We make it to the park. Small victory! The kids are off playing and I am tucking baby wipes in the back of my shoes because otherwise I think the boys will be hauling me back in that wagon. This, like everything else today takes a slight turn for the worse.  No real reason why.  Nothing major.  It's just one of those days.  I load everyone back up and begin hobbling with my tucked in butt wipes back home.  Pass another neighbor who smiles and must wonder what the hell is hanging out of the back of my shoes. 

Addison gets an itch on her right thigh.  Apparently this means that leg can no longer pedal.  So now we are amusing ourselves with how to go forward using only one pedal.  Let me tell you - it's REALLY fast.  I can feel whatever "mild" cleanser is on these wipes slowly seeping into my raw blisters and I am barely holding it together people.  Pepper all this with conversations such as,

"Mom, what is that on the sidewalk?"
"Sidewalk chalk, just like what you have". 
"I don't think it is". 
"Pretty sure that it is, Addison.
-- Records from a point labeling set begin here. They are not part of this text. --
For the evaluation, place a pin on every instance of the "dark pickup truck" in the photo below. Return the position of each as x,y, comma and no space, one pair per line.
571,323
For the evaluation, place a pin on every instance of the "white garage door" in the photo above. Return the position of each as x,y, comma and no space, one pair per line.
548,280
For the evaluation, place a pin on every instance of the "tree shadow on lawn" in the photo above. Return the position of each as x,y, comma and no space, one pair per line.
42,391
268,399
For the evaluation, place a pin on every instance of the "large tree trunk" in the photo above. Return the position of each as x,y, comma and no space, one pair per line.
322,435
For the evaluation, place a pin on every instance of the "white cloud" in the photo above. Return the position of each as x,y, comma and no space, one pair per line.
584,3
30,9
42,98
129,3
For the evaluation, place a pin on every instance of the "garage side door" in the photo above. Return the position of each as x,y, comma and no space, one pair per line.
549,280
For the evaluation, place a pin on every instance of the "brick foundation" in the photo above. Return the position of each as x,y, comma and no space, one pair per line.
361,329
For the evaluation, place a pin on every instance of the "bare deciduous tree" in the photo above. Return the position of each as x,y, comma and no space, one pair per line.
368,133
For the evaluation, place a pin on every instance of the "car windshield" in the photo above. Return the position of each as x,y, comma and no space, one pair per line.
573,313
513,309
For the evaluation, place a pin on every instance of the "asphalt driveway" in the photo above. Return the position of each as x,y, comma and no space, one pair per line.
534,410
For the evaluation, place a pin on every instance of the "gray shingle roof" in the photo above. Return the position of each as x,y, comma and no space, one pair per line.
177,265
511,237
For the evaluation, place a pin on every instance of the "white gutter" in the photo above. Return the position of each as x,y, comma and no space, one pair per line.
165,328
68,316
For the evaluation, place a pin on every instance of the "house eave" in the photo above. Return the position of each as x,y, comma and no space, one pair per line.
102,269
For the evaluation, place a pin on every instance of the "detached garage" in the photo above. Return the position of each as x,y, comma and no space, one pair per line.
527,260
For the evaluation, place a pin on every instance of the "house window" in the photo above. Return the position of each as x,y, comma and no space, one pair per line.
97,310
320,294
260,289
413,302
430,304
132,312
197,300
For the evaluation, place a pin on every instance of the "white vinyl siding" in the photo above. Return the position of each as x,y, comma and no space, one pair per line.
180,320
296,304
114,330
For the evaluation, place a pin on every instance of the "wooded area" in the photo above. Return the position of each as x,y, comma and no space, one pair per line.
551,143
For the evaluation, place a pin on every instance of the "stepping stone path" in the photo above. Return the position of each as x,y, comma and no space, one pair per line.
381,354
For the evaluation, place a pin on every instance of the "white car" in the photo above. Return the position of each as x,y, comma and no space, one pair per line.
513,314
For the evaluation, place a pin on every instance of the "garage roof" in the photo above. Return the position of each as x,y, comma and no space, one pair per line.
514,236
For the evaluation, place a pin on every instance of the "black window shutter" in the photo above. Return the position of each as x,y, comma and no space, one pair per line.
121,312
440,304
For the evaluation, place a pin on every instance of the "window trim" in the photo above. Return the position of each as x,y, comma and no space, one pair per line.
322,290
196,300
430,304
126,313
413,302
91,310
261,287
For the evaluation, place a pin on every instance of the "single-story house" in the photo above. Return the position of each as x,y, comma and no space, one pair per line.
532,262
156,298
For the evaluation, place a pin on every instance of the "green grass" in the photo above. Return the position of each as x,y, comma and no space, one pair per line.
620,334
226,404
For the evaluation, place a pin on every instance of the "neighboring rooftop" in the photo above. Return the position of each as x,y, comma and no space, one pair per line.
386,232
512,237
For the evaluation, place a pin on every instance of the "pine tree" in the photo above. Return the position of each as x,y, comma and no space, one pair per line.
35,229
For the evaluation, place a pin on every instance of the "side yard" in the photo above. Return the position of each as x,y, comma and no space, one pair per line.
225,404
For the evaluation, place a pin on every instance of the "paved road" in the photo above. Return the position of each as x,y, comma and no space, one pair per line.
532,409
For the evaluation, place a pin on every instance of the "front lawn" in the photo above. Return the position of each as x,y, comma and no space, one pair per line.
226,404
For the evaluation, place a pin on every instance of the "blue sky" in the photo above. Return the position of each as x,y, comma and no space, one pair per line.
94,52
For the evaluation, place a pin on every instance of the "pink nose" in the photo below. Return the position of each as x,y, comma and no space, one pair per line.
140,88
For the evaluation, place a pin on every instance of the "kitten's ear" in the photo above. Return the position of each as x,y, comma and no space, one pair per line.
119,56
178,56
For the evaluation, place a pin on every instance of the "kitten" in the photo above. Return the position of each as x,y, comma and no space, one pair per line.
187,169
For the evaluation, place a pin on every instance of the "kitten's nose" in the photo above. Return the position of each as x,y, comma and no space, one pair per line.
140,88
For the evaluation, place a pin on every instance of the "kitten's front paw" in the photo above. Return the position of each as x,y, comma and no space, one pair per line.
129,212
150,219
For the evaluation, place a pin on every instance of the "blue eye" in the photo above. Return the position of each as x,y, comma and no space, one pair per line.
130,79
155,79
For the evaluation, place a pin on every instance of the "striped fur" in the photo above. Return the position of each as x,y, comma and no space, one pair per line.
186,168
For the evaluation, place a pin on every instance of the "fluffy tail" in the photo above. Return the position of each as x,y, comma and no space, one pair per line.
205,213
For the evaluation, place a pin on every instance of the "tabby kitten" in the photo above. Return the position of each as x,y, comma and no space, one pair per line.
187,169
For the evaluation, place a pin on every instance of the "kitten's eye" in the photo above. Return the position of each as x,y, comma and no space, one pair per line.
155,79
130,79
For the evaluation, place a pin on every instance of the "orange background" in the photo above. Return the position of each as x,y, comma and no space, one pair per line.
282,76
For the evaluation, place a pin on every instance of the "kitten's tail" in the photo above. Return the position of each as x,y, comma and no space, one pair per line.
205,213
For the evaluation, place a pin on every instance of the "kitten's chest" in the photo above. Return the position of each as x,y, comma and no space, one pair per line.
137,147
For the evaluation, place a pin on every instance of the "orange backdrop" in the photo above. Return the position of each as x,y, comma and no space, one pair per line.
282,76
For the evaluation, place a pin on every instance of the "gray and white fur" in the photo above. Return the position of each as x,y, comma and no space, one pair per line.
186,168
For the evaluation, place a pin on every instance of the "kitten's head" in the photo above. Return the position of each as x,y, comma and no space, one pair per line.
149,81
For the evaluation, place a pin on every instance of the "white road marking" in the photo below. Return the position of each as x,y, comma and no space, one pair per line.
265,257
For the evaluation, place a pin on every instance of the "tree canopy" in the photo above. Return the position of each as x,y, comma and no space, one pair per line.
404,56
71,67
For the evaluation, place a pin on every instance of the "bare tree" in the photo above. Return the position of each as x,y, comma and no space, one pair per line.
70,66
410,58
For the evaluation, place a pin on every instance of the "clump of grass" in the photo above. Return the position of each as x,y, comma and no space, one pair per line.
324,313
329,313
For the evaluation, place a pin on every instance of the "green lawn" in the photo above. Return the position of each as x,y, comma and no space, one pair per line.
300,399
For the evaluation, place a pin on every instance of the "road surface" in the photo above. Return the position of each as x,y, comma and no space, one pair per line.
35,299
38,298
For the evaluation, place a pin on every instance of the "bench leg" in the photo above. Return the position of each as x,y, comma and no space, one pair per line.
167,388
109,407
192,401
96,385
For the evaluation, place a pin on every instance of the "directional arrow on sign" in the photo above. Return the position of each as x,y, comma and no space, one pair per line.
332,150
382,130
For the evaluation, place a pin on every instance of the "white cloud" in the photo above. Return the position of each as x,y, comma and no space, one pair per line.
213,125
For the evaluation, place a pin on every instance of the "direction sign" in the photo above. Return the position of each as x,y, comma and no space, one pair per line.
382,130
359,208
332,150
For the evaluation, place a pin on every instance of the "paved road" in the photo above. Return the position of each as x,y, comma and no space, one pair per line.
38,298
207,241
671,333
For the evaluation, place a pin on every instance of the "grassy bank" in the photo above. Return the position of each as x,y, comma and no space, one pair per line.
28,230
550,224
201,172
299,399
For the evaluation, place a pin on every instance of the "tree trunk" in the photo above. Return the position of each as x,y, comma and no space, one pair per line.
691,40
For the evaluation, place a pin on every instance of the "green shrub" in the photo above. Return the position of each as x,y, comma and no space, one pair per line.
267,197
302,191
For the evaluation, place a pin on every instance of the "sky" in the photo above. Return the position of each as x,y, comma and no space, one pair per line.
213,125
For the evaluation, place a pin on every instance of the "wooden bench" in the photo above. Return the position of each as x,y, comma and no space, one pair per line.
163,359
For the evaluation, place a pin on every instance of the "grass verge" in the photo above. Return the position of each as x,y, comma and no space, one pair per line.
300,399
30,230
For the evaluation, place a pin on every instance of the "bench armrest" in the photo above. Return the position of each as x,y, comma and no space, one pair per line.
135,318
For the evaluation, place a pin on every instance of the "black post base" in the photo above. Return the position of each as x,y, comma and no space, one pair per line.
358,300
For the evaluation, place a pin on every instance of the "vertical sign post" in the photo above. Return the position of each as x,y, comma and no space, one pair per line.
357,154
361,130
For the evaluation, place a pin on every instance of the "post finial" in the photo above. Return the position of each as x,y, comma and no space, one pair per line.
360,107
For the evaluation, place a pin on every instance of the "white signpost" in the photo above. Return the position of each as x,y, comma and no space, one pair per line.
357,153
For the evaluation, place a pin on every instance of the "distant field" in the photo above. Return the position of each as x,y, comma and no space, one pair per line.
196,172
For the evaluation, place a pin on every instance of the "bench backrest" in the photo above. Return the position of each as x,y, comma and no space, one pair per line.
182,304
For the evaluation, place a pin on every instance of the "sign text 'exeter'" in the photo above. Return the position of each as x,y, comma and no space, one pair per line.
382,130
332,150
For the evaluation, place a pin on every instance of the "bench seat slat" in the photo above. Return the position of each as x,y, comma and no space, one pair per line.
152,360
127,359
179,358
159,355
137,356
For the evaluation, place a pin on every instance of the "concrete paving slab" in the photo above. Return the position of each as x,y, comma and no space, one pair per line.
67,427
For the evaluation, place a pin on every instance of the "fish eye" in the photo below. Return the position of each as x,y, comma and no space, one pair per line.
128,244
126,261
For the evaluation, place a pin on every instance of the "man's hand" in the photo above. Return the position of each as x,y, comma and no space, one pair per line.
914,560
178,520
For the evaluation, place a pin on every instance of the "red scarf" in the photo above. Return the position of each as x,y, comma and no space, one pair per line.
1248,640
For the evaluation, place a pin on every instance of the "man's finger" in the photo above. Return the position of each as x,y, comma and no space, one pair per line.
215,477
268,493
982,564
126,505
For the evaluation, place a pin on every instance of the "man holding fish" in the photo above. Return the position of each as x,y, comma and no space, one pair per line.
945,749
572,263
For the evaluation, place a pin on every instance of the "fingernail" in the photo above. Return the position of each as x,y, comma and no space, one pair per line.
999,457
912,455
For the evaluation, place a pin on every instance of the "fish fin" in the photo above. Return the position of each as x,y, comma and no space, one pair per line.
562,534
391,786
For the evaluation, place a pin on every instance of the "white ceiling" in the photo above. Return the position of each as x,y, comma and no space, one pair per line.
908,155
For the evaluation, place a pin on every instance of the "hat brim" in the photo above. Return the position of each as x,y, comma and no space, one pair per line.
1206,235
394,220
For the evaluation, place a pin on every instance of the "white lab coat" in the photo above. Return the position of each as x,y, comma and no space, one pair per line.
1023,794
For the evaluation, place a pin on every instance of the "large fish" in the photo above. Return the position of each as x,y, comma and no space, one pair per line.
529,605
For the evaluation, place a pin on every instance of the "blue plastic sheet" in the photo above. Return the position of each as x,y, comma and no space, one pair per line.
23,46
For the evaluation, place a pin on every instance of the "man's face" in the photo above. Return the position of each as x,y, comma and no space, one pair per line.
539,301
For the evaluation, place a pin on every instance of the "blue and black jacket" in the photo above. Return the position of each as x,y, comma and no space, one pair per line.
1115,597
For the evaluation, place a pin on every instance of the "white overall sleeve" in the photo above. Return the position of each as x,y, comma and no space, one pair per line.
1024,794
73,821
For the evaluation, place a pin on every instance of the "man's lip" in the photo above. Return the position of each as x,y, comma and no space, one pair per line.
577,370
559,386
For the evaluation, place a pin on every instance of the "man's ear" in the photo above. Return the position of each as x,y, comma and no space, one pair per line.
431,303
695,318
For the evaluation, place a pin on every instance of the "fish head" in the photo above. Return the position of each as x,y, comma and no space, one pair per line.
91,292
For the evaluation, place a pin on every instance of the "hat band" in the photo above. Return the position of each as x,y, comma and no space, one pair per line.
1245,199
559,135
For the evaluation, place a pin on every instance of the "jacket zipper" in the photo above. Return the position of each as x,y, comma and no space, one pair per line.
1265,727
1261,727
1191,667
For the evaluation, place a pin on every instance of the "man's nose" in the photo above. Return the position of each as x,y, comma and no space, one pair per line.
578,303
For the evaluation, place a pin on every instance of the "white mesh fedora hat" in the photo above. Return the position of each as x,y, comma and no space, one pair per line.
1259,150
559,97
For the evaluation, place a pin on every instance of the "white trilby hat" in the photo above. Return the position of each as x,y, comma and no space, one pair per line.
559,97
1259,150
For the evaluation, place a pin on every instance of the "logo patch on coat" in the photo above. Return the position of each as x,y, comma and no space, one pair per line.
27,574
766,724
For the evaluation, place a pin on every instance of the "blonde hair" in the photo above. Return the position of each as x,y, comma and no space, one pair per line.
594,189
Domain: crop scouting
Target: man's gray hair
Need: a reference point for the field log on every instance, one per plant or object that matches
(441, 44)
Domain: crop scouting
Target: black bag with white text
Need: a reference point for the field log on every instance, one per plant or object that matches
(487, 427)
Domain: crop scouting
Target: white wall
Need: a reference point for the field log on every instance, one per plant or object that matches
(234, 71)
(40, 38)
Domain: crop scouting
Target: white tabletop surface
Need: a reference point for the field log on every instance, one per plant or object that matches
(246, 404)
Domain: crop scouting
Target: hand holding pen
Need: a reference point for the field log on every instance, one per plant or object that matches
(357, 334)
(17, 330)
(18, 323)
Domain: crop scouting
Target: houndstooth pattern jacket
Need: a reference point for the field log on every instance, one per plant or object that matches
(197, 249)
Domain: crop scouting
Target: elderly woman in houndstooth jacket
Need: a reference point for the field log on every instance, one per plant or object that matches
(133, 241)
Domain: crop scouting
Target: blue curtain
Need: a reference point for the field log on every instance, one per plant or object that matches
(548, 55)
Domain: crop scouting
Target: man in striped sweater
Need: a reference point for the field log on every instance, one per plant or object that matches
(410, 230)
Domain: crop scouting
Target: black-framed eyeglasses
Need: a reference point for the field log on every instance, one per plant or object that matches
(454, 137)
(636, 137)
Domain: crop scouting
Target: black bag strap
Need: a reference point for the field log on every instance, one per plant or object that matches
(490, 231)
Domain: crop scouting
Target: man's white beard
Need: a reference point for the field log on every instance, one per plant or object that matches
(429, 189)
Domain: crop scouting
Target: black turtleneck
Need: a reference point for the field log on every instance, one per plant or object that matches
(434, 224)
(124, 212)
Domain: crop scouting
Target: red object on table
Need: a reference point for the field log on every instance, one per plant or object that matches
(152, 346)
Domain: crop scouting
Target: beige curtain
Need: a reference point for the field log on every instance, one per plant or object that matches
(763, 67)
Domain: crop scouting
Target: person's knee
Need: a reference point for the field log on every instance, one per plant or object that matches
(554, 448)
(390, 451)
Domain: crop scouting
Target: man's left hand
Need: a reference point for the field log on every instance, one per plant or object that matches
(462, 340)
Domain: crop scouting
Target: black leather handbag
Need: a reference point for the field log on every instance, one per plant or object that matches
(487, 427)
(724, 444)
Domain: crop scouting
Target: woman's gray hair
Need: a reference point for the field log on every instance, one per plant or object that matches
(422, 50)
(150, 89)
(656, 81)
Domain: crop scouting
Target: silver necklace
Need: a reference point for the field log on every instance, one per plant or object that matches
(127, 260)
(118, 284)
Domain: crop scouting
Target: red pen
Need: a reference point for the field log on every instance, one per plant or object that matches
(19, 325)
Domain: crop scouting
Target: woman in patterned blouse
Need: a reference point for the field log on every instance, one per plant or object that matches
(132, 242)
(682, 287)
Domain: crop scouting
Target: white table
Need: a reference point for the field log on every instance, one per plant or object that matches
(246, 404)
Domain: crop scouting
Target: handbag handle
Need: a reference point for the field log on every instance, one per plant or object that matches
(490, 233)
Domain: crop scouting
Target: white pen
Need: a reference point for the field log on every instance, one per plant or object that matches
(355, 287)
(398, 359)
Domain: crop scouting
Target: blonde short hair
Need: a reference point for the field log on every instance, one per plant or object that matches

Why don't you think it is?" 
"Well, I don't think it is because it doesn't look like fun".
"Why doesn't it look like fun?"
"They didn't do good drawings with it" 
"Well, what's fun to you might not be what someone else thinks is fun and everyone draws things differently"
"I think they just CRUSHED the chalk"

Into the house.  Time for ballet.  Get the kids snacks.  Get her dressed.  Grab some toys to keep the boys busy.  We're OUT.  But you see, it's never that simple.  Because eating snacks is no fun when you can just play with the food.  And telling extremely detailed stories leaves no time to chew.  Going to the bathroom before we leave takes at a bare minimum 20 requests.  Bare minimum.  Chasing and pinning the boys down to get their shoes on steals another 10 minutes.  Where did Addison go?  Oh, changing her outfit again and collecting Strawberry Shortcakes for the car ride.  What time is it?  Shoot!  We need to be in the car NOW.  Wait, where did Lucas and Evan go?

The car ride. Ahhh, everyone is held my hostage.  I turn on the radio.  A few minutes to listen to a song I like and pretend I am not driving a minivan.  Well, that would be nice.  But you see, Addison is in the very back of the van playing 1000 questions with me and I can not hear her with the radio on.  Lucas and Evan play this new fun game of fighting over who claims each and every truck we pass.  Or they just all talk on top of each other.  Looks like it's back to "Wheels on the Bus"... and I am slipping into a deeper insanity.

Now let's just briefly visit ballet class if you will.  45 mins of bored toddlers watching their sister or in tonight's case passing God awful gas every 5 minutes.  Did that kid just crap his pants? Oh no!  Just my kid farting!  No worries!  Sorry!  Not sure what they ate!

So you see - sometimes I meet all of this with grace and humor and love and other times, God bless them - I just want a straight jacket!!